Now, I stipulate that after the boulder comes to a rest, it can be pushed aside 1 in 6 by a normal man. Is that reasonable?
Looking at the Rockhound Resource website, one of the examples in a table there includes a rock that's "Car sized | ~10 ft" weighing in at at about 86,500 pounds (and I double-checked the calculation: assumes about granite density).
An answer to a Quora question (by Charles Collins -- no relation, I assume) says that the optimal coefficient of rolling resistance on level ground is 0.10 (for a car with inflated tires, or a plane bearing). For our rock this gives a critical force of 86,500 × 0.010 = 865 pounds.
Can a man push that much? That's something I suppose a gym could answer. I think it's pretty common to bench press 100 pounds or so. An answer on Reddit here says regarding a leg-press machine, "People can easily hit up to 400-600 pounds or more on these machines, I would design for a force of 1000 pounds to have some safety factor built in."
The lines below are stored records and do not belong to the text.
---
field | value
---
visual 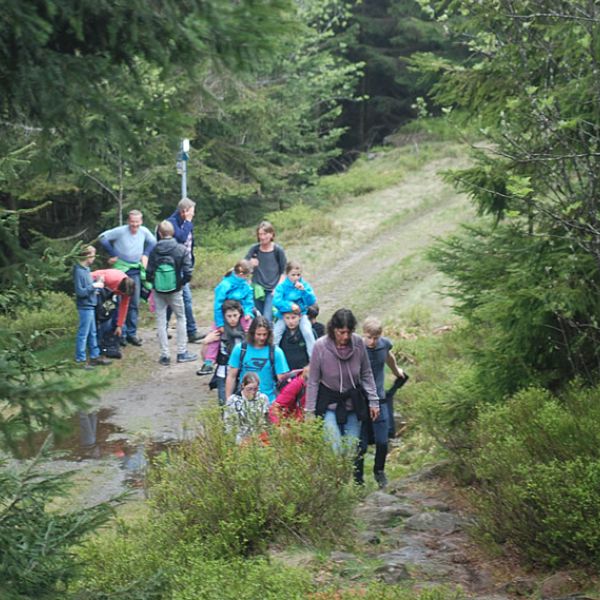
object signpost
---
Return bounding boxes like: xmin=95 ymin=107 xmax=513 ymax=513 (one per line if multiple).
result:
xmin=177 ymin=138 xmax=190 ymax=199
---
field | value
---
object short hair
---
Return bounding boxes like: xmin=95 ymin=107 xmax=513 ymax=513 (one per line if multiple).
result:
xmin=285 ymin=260 xmax=302 ymax=274
xmin=246 ymin=315 xmax=273 ymax=346
xmin=327 ymin=308 xmax=356 ymax=340
xmin=256 ymin=221 xmax=275 ymax=242
xmin=158 ymin=221 xmax=175 ymax=239
xmin=177 ymin=198 xmax=196 ymax=212
xmin=221 ymin=298 xmax=244 ymax=315
xmin=240 ymin=371 xmax=260 ymax=388
xmin=363 ymin=317 xmax=383 ymax=336
xmin=306 ymin=302 xmax=319 ymax=319
xmin=79 ymin=246 xmax=96 ymax=258
xmin=117 ymin=277 xmax=135 ymax=296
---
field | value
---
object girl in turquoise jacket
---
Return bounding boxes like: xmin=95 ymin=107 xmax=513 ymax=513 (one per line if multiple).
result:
xmin=273 ymin=261 xmax=317 ymax=357
xmin=196 ymin=260 xmax=254 ymax=375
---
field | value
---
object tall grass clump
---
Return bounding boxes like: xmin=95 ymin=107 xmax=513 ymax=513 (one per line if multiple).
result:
xmin=72 ymin=411 xmax=357 ymax=599
xmin=151 ymin=413 xmax=355 ymax=555
xmin=472 ymin=386 xmax=600 ymax=566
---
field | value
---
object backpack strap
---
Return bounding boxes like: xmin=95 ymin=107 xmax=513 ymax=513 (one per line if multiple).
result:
xmin=269 ymin=344 xmax=277 ymax=387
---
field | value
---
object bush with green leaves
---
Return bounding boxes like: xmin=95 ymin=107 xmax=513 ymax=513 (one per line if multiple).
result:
xmin=472 ymin=386 xmax=600 ymax=566
xmin=150 ymin=413 xmax=356 ymax=556
xmin=73 ymin=411 xmax=357 ymax=600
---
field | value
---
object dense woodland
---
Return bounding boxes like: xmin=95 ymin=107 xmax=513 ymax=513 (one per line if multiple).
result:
xmin=0 ymin=0 xmax=600 ymax=598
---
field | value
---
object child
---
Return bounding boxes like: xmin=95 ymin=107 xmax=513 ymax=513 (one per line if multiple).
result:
xmin=279 ymin=312 xmax=308 ymax=371
xmin=269 ymin=365 xmax=309 ymax=425
xmin=360 ymin=317 xmax=405 ymax=488
xmin=204 ymin=300 xmax=246 ymax=406
xmin=73 ymin=246 xmax=111 ymax=370
xmin=223 ymin=372 xmax=269 ymax=444
xmin=273 ymin=261 xmax=317 ymax=358
xmin=92 ymin=269 xmax=135 ymax=337
xmin=196 ymin=260 xmax=254 ymax=375
xmin=306 ymin=302 xmax=325 ymax=339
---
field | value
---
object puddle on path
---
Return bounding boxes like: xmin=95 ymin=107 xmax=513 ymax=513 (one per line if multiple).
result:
xmin=19 ymin=408 xmax=181 ymax=487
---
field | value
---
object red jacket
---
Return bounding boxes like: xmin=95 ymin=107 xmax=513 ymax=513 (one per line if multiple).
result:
xmin=92 ymin=269 xmax=131 ymax=327
xmin=269 ymin=375 xmax=306 ymax=425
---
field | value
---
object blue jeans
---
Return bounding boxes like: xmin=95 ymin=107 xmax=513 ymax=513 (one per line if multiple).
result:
xmin=254 ymin=290 xmax=273 ymax=323
xmin=167 ymin=282 xmax=197 ymax=337
xmin=119 ymin=269 xmax=142 ymax=337
xmin=360 ymin=402 xmax=390 ymax=452
xmin=75 ymin=308 xmax=100 ymax=362
xmin=323 ymin=410 xmax=361 ymax=452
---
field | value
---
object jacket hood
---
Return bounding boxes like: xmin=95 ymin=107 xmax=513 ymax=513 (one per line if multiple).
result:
xmin=325 ymin=333 xmax=360 ymax=361
xmin=154 ymin=238 xmax=179 ymax=256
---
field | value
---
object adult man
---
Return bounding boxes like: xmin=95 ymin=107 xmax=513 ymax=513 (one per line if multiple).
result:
xmin=165 ymin=198 xmax=203 ymax=343
xmin=146 ymin=221 xmax=198 ymax=366
xmin=100 ymin=210 xmax=156 ymax=346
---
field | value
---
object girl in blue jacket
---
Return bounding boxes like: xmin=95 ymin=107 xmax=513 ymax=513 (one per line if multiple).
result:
xmin=196 ymin=260 xmax=254 ymax=375
xmin=273 ymin=261 xmax=317 ymax=357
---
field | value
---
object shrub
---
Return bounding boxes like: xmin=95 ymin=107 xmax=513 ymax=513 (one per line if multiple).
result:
xmin=473 ymin=387 xmax=600 ymax=566
xmin=0 ymin=292 xmax=78 ymax=348
xmin=151 ymin=413 xmax=355 ymax=556
xmin=265 ymin=202 xmax=340 ymax=243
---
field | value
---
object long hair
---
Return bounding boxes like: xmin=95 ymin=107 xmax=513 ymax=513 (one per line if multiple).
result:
xmin=246 ymin=315 xmax=273 ymax=346
xmin=327 ymin=308 xmax=356 ymax=340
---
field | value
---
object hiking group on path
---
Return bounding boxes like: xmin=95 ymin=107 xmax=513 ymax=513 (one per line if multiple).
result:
xmin=73 ymin=198 xmax=408 ymax=487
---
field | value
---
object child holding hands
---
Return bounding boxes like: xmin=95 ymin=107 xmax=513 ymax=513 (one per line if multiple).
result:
xmin=273 ymin=261 xmax=317 ymax=358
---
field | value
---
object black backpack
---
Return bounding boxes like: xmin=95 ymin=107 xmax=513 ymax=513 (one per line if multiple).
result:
xmin=235 ymin=340 xmax=278 ymax=393
xmin=98 ymin=331 xmax=123 ymax=358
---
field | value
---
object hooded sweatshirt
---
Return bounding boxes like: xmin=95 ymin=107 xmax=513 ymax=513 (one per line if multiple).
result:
xmin=146 ymin=238 xmax=192 ymax=291
xmin=306 ymin=333 xmax=379 ymax=413
xmin=273 ymin=277 xmax=317 ymax=319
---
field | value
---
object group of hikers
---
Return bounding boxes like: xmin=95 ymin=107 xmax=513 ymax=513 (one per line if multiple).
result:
xmin=74 ymin=198 xmax=408 ymax=487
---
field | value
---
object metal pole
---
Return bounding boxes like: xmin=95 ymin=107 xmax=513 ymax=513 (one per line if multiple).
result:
xmin=181 ymin=153 xmax=187 ymax=200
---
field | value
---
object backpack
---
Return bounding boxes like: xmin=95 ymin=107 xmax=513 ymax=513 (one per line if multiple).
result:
xmin=154 ymin=256 xmax=177 ymax=294
xmin=99 ymin=331 xmax=123 ymax=358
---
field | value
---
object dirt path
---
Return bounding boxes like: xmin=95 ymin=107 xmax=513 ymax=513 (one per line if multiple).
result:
xmin=61 ymin=144 xmax=471 ymax=503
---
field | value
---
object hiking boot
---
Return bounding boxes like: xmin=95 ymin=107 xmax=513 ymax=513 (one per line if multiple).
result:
xmin=177 ymin=350 xmax=198 ymax=362
xmin=127 ymin=335 xmax=142 ymax=346
xmin=196 ymin=363 xmax=212 ymax=375
xmin=374 ymin=471 xmax=387 ymax=490
xmin=90 ymin=356 xmax=112 ymax=367
xmin=188 ymin=331 xmax=206 ymax=344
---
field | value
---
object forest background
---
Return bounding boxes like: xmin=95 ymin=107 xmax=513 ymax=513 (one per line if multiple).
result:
xmin=0 ymin=0 xmax=600 ymax=597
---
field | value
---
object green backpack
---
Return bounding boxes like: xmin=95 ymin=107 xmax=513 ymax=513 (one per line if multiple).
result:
xmin=154 ymin=256 xmax=177 ymax=294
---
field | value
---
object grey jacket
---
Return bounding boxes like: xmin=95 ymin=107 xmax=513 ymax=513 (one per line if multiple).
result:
xmin=306 ymin=333 xmax=379 ymax=413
So maybe we should dial down our rock a little bit, say to about an 8' diameter -- thereby letting it roll a bit more freely down our standard corridor, and also reducing the weight by half, to about 44,300 pounds, with a critical rolling force of about 443 pounds. This seems to put it squarely in the range that a fit man could roll, if he had his back against one wall, and pushed with both legs.
(And our friend Seeker points out that the easiest rock to carve for this purpose would be limestone, so let's say that's the material, which increases the weight a small amount, i.e., by 2% or so.)
What are your thoughts on that? Will it make Sisyphus happy?